Gebruik papier dat is bedrukt met hittebestendige inkt en dat geschikt is voor xerografische
kopieerapparaten. De inkt moet zonder te smelten of gevaarlijke stoffen af te geven, bestand zijn
tegen temperaturen van 205°C voor niet-MICR-toepassingen en 225°C voor MICR-toepassingen.
Gebruik inkt die niet wordt aangetast door de hars in de toner. Inktsoorten op water- of oliebasis
voldoen aan deze vereisten. Latex-inkt zou echter problemen kunnen opleveren. Neem in geval van
twijfel contact op met uw papierleverancier.
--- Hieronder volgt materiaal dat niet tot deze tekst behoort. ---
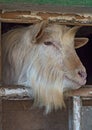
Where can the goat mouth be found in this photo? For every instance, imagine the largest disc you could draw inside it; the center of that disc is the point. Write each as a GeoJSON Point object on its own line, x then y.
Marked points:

Geperforeerd papier kiezen
Geperforeerd papier kan per fabrikant verschillen in het aantal perforaties, de plaats van de perforaties
en de toegepaste fabricagetechnieken.
Houd u aan de volgende richtlijnen wanneer u geperforeerd papier kiest en gebruikt:
•
Probeer geperforeerd papier van verschillende fabrikanten uit voordat u een grote bestelling
plaatst.
•
De perforatie moet door de papierfabrikant in het papier zijn gedrukt. Papier waarvan de
perforatie is geboord, is ongeschikt. Geboord perforatiepapier kan bij invoer in de printer aan
elkaar vast blijven zitten en zo een papierstoring veroorzaken.
•
Papier met een gedrukte perforatie kan meer papierstof bevatten dan normaal papier. Als u
geperforeerd papier gebruikt, moet u de printer vaker schoonmaken. Bovendien is de kans op
papierstoringen groter dan bij normaal papier.
•
De richtlijnen voor papiergewicht zijn voor normaal en geperforeerd papier identiek.
Papier kiezen
Als papier op de juiste wijze wordt geladen, is het risico op vastlopen kleiner en kunt u zonder
problemen afdrukken.
U voorkomt als volgt papierstoringen en een slechte afdrukkwaliteit:
•
Gebruik altijd nieuw, onbeschadigd papier.
•
Voordat u papier laadt, moet u weten wat de geschiktste afdrukzijde van dit papier is. Dit staat
meestal op de verpakking vermeld.
•
Gebruik geen papier dat u zelf op maat hebt gesneden of geknipt.
•
Gebruik nooit papier van verschillend formaat, gewicht of soort in dezelfde papierbron. Dit leidt
tot papierstoringen.
•
Gebruik geen coated papier.
•
Vergeet niet om de instelling voor Papierformaat te wijzigen als u een bron gebruikt die geen
automatische formaatdetectie ondersteunt.
•
Verwijder papierladen niet tijdens het uitvoeren van een afdruktaak of wanneer het bericht
Bezig wordt weergegeven.
•
Zorg ervoor dat Papiersoort, Papierstructuur en Papiergewicht goed zijn ingesteld. (Zie
Papier
voor gedetailleerde informatie over deze instellingen.)
•
Controleer of het papier goed in de papierlade is geplaatst.